All of lore.kernel.org
 help / color / mirror / Atom feed
From: Mike Snitzer <snitzer@kernel.org>
To: Chuck Lever <chuck.lever@oracle.com>
Cc: Jeff Layton <jlayton@kernel.org>, linux-nfs@vger.kernel.org
Subject: Re: [PATCH v5 6/7] NFSD: issue READs using O_DIRECT even if IO is misaligned
Date: Fri, 8 Aug 2025 14:19:38 -0400	[thread overview]
Message-ID: <aJY_unu7uL7h3Q4z@kernel.org> (raw)

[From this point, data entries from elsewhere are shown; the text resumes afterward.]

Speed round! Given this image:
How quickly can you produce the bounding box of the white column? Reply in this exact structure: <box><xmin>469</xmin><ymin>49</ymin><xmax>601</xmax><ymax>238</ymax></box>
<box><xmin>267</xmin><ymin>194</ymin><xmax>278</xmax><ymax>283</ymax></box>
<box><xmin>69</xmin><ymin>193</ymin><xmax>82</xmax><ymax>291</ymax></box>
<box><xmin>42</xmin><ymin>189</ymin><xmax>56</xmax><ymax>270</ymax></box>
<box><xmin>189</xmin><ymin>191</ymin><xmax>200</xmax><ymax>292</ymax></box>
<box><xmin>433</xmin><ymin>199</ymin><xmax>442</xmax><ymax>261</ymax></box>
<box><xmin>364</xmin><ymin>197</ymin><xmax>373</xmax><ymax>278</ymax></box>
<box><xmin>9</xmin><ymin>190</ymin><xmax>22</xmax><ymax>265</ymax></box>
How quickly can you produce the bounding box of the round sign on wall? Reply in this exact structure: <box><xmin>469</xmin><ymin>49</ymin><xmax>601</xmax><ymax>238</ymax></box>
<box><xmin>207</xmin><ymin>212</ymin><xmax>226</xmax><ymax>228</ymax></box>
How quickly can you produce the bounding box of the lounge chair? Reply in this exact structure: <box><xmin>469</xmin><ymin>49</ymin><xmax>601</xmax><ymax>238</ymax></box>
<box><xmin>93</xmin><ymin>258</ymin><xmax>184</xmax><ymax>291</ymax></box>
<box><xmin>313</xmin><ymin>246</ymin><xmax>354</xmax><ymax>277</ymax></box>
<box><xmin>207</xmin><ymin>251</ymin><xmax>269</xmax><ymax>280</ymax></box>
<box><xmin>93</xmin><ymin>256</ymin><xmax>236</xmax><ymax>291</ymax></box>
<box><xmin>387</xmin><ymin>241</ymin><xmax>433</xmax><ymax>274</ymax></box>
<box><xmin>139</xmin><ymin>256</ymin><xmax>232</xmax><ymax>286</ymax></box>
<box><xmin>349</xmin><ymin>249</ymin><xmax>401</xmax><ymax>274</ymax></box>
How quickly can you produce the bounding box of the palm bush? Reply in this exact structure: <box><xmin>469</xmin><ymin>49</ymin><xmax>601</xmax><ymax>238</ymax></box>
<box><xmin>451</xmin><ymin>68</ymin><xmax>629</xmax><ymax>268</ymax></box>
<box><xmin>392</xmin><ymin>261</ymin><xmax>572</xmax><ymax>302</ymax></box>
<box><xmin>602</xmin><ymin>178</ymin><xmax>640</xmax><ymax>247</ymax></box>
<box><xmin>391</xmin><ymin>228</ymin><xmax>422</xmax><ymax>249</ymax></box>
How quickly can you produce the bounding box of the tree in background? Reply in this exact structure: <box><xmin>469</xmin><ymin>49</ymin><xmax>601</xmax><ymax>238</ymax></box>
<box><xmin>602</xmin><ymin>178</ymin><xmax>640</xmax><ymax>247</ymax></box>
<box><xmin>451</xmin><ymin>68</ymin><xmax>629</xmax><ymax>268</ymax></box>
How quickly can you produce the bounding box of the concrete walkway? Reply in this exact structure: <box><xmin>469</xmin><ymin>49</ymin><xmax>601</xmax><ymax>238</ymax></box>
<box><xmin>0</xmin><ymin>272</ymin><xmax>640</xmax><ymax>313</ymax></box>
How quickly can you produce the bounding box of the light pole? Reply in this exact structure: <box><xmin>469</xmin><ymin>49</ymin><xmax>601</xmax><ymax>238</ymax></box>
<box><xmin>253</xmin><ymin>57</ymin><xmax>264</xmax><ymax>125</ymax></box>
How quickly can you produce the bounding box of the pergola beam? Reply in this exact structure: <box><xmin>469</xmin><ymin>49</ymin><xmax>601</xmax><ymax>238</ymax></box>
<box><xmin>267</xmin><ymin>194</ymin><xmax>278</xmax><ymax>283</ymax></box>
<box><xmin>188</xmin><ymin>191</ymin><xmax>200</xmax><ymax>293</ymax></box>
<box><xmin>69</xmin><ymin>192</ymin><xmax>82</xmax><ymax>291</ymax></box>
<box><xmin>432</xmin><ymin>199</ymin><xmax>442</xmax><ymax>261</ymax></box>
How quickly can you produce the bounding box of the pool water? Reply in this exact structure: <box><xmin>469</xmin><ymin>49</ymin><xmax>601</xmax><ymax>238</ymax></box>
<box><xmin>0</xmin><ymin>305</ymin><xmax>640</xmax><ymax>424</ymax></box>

In-Reply-To: <9df6001e-8930-4618-841a-14e1831b720d@oracle.com>

On Fri, Aug 08, 2025 at 01:59:47PM -0400, Chuck Lever wrote:
> On 8/7/25 12:25 PM, Mike Snitzer wrote:
> > If NFSD_IO_DIRECT is used, expand any misaligned READ to the next
> > DIO-aligned block (on either end of the READ). The expanded READ is
> > verified to have proper offset/len (logical_block_size) and
> > dma_alignment checking.
> > 
> > Must allocate and use a bounce-buffer page (called 'start_extra_page')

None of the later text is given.